Title: I am the Messenger
Author: Markus Zusak
Publisher: Knopf Books for Young Readers
# of Pages: 357
Favorite Line: I'd wanted to stay on that porch with him until the sun shone bright on both of us, but I didn't. I stood up and walked down the steps. I'd rather chase the sun than wait for it.
*Starred Review* Gr. 9-12. Ed is a 19-year-old loser only marginally connected to the world; he's the son that not even his mother loves. But his life begins to change after he acts heroically during a robbery. Perhaps it's the notoriety he receives that leads to his receiving playing cards in the mail. Ed instinctively understands that the scrawled words on the aces are clues to be followed, which lead him to people he will help (including some he'll have to hurt first). But as much as he changes those who come into his life, he changes himself more. Two particular elements will keep readers enthralled: the panoply of characters who stream in and out of the story, and the mystery of the person sending Ed on the life-altering missions. Concerning the former, Zusak succeeds brilliantly. Ed's voice is assured and unmistakeable, and other characters, although seen through Ed's eyes, are realistically and memorably evoked (readers will almost smell Ed's odoriferous dog when it ambles across the pages). As for the ending, however, Zusak is too clever by half. He offers too few nuts-and-bolts details before wrapping things up with an unexpected, somewhat unsatisfying recasting of the narrative. Happily, that doesn't diminish the life-affirming intricacies that come before.

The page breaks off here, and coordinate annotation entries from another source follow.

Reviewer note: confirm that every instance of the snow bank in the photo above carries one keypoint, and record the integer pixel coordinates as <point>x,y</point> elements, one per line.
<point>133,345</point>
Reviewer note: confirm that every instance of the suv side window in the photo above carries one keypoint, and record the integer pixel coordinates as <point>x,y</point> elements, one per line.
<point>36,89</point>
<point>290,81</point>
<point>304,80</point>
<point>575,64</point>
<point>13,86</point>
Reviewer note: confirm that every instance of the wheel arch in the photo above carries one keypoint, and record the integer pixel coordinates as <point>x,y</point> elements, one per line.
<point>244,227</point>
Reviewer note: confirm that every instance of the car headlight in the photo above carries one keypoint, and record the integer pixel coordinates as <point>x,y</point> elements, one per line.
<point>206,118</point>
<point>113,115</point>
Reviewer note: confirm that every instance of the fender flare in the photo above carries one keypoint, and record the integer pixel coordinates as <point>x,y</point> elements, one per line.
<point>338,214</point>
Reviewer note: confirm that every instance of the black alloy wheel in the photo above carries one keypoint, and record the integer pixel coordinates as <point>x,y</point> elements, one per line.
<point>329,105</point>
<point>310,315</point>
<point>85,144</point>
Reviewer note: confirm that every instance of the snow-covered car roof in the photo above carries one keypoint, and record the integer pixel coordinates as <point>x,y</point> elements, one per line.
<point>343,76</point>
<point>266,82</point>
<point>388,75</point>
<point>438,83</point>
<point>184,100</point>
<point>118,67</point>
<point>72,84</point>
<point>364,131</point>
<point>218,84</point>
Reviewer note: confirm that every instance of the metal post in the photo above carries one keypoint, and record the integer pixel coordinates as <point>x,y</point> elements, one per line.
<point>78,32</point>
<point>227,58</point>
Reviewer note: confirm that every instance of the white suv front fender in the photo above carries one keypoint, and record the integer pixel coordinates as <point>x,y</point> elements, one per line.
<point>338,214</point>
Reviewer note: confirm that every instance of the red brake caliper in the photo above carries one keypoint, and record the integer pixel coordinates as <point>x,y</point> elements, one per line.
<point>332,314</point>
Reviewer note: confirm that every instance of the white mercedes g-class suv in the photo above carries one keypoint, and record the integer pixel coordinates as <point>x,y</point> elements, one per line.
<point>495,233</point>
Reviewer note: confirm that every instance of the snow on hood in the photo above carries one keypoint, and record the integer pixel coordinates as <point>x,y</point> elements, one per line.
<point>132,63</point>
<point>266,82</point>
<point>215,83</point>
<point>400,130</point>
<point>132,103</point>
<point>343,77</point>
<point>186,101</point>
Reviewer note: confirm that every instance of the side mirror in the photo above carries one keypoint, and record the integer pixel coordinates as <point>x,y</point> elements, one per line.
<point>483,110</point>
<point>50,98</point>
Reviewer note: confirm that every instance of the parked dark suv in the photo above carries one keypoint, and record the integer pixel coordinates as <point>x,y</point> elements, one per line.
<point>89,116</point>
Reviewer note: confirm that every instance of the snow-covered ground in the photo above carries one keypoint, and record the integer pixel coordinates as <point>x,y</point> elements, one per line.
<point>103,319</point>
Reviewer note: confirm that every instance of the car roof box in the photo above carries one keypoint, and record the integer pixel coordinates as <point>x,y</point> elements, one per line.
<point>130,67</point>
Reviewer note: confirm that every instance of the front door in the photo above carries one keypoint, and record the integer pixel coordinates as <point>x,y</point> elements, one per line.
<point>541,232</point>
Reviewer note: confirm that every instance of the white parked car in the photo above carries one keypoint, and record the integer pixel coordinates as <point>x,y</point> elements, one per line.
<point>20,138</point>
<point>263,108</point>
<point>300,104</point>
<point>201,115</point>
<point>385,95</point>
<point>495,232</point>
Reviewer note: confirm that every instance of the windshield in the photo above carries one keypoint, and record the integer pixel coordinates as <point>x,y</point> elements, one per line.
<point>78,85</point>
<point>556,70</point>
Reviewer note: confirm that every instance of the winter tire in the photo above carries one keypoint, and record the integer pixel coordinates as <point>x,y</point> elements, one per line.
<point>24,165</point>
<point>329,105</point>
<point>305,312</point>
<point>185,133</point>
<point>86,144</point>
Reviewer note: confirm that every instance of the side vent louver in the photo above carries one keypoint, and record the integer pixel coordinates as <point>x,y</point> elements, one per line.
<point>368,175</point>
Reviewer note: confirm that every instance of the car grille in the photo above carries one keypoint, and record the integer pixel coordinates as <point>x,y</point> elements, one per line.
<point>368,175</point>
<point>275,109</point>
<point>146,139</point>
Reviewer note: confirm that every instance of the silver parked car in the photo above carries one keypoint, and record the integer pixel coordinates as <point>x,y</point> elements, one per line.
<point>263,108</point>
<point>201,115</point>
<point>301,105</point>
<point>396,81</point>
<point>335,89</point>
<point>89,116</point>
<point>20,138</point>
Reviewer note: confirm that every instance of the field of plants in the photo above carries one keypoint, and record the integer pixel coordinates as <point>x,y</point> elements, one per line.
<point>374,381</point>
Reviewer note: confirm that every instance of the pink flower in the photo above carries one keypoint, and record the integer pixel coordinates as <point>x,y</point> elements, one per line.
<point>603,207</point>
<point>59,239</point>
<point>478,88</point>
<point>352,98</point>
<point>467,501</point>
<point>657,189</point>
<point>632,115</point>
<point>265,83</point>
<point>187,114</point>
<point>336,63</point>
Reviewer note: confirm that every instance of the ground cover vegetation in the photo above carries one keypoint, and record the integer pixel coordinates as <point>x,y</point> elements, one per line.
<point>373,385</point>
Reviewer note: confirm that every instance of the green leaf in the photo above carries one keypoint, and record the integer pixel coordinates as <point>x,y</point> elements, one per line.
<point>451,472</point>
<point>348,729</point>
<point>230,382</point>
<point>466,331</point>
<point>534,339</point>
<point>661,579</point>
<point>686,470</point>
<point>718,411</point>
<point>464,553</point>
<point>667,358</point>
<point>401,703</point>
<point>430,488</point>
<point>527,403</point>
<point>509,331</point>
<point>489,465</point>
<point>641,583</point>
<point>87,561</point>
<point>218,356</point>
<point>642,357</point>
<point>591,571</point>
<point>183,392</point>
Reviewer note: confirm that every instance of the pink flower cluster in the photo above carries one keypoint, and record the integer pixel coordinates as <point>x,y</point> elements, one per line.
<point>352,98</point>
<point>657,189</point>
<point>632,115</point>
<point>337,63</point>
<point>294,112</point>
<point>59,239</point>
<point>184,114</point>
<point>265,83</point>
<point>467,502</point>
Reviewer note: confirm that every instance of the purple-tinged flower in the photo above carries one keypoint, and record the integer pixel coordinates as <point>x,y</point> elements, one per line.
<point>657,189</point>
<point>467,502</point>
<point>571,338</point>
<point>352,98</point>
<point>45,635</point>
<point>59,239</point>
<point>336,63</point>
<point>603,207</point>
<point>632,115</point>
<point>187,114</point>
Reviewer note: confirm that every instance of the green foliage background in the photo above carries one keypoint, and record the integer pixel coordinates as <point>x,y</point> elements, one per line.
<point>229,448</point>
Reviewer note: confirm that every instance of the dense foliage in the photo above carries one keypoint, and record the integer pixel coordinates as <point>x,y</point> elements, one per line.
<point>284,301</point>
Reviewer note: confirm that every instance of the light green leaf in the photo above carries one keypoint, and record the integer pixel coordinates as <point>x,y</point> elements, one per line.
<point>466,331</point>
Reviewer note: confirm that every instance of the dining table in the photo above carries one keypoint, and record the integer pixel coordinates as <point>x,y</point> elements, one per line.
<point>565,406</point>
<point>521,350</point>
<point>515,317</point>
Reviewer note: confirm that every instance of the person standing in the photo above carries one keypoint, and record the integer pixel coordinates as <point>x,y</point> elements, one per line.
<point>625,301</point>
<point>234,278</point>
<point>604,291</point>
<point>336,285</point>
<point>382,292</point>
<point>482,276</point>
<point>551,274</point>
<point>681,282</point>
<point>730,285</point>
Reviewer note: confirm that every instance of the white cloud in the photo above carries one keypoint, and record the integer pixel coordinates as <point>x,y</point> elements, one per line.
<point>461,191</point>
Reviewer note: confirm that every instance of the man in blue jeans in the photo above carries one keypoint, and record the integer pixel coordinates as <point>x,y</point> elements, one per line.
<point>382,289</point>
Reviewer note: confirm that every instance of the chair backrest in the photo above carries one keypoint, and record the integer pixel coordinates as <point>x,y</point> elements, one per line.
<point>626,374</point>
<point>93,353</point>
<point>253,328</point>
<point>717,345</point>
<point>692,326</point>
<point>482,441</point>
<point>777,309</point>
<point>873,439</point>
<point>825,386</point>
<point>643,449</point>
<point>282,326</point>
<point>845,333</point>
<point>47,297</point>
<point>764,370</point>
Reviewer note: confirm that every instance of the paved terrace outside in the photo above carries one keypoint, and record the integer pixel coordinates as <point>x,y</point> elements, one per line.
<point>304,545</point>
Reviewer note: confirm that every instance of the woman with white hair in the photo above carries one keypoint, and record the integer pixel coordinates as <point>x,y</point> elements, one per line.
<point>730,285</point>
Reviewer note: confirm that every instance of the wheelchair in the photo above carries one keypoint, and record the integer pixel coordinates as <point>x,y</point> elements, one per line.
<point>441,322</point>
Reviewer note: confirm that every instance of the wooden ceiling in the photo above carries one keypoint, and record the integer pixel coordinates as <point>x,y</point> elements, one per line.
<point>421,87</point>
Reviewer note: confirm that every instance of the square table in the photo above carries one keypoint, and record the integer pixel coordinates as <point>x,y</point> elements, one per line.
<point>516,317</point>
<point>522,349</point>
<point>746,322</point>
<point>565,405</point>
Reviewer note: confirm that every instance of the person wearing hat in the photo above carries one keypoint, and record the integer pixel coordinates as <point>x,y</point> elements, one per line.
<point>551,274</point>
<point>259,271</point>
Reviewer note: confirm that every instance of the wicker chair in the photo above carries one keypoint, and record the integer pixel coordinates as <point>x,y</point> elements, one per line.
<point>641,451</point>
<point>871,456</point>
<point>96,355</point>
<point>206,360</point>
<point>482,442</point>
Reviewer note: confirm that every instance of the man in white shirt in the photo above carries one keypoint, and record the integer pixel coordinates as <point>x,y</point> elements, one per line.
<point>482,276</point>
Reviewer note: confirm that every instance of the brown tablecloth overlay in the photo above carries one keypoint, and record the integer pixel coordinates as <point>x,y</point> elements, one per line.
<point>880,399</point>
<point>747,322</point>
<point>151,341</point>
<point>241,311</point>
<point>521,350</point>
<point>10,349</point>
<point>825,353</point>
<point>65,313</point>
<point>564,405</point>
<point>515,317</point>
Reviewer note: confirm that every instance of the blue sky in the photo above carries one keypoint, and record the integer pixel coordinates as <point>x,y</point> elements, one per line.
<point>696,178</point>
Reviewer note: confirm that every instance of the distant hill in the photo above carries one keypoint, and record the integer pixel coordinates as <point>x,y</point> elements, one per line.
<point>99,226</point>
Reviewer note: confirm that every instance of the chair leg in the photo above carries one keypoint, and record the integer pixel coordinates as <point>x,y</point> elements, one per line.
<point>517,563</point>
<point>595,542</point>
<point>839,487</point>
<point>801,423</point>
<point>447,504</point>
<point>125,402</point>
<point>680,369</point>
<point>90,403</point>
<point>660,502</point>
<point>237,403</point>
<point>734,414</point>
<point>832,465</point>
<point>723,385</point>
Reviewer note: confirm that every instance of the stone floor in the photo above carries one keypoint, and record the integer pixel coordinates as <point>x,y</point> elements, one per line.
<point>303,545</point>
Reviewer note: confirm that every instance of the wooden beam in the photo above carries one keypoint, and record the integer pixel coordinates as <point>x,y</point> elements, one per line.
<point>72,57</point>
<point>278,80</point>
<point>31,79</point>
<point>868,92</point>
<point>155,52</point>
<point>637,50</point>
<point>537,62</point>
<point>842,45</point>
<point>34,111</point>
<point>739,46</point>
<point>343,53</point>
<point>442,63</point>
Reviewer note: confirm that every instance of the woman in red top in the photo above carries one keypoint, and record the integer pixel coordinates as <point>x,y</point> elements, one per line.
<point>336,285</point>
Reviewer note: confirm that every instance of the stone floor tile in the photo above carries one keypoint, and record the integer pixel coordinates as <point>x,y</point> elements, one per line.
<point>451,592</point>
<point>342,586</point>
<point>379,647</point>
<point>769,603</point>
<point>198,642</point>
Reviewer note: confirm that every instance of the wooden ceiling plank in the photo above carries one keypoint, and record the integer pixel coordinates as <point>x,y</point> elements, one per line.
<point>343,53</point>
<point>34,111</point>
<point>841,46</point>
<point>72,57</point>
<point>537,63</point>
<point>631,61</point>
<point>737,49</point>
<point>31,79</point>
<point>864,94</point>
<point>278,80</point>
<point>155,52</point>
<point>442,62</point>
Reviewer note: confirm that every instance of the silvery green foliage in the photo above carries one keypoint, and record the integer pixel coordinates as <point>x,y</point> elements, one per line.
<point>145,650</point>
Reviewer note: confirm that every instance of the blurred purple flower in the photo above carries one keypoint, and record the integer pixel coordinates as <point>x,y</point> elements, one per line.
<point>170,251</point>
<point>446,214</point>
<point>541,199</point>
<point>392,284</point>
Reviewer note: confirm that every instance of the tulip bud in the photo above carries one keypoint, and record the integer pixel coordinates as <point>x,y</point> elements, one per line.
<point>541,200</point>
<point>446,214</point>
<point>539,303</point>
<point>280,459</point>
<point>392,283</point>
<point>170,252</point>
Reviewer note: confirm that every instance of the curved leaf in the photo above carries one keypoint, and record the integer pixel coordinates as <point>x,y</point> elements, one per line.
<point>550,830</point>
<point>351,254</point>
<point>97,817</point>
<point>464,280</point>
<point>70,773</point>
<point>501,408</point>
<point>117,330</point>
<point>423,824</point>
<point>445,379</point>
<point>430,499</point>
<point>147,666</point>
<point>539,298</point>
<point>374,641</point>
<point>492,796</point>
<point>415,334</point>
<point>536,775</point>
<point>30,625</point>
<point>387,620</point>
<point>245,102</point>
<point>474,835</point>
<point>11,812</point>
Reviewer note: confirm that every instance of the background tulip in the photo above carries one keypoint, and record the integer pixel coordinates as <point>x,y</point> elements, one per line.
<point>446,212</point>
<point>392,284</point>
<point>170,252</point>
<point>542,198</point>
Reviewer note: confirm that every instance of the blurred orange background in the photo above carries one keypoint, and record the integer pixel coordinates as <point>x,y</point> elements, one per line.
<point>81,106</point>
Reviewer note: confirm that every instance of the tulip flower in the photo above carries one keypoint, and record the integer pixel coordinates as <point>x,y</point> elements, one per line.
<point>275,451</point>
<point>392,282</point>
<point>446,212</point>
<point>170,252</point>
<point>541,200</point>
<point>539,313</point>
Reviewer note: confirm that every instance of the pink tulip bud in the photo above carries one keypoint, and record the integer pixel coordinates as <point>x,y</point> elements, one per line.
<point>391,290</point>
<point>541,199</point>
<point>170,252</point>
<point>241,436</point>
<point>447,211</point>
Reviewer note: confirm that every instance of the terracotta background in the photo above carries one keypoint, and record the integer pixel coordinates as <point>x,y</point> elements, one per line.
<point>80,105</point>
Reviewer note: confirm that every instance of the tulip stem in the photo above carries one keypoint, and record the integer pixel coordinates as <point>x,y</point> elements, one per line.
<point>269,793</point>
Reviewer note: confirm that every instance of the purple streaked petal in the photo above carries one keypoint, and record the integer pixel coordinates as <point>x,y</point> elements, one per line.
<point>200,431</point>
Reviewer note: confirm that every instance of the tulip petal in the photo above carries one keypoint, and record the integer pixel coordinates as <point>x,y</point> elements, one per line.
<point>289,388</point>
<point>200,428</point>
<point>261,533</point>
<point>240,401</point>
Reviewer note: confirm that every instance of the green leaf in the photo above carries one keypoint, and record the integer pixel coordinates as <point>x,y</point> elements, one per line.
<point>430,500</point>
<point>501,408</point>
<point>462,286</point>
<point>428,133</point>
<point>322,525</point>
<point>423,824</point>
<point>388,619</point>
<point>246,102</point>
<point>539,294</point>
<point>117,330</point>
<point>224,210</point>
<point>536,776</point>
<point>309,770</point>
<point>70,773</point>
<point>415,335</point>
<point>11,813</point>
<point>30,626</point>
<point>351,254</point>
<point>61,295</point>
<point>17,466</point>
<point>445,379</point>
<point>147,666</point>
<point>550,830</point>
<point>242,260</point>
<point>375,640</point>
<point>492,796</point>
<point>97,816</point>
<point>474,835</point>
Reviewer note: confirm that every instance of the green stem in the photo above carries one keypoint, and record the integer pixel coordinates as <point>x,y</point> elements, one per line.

Like many people, I read Zusak's The Book Thief some time ago, and then bought this book because of how much I loved that one. Sadly, I read The Book Thief before starting my blog and so cannot direct you to what would have been a rave review on my part, but if you have not read this book yet, I strongly recommend purchasing a copy- in hardcover, if you can! It's amazing. I do not use that word lightly. I read it more than two years ago, and just thinking about it makes me tear up still.
So, I purchased I am the Messenger after reading Zusak's later novel and started reading it right before my trip to New Zealand last year. I never finished it. I picked it up yesterday and basically started off from where my bookmark had been left over a year and a half ago. It wasn't very hard to get back into the story, though, and I think I was able to get back into it pretty well. But just so you know- this review is based on a very extended lapse of time between starting the book and finishing it.
I really enjoyed this book, too. I love Zusak's writing style. It is very similar in both his books- when he has something important to say, he switches to short, succinct sentences to get his point across. He also makes beautiful pictures with his words. Really, I could have used any number of quotes in my "Favorite Line" section. Zusak knows how to turn a phrase.
Ed, the main character, is an excellent narrator. He has a dry sense of humor and is a closet romantic- thus, we get moments of hilarity and others of sincerity. His friends, and the other characters that move in and out of the story, are also brought completely and brilliantly to life.
As stated in the Booklist review above, the ending is very abrupt and leaves a lot to be desired. It didn't make much sense to me at all.
However, that's probably not important, overall. The book itself is a messenger from Markus Zusak to you, challenging you to make your world better. Ed starts as a completely average person, barely participating in his own life, let alone anyone else's. Then, he's catalyzed into action. And suddenly, he's participating in everyone's life, not just his own. He spends the entirety of the book making other people's lives better. Sometimes in huge, life-altering ways, and sometimes in small but unforgettable ones, but in every instance, the recipient's life is improved and that person is truly, immeasurably grateful. How often have you received a random act of kindness? Possibly not often at all, but no matter how small the service, it always leaves you feeling as though the world is filled with wonderful people. This whole book is like that. It really makes you think about your own approach to life and how the things you do can genuinely affect the people around you. It's a great, thought-provoking read, and I think anyone reading it will be affected- at least for a little while- to practice random acts of kindness.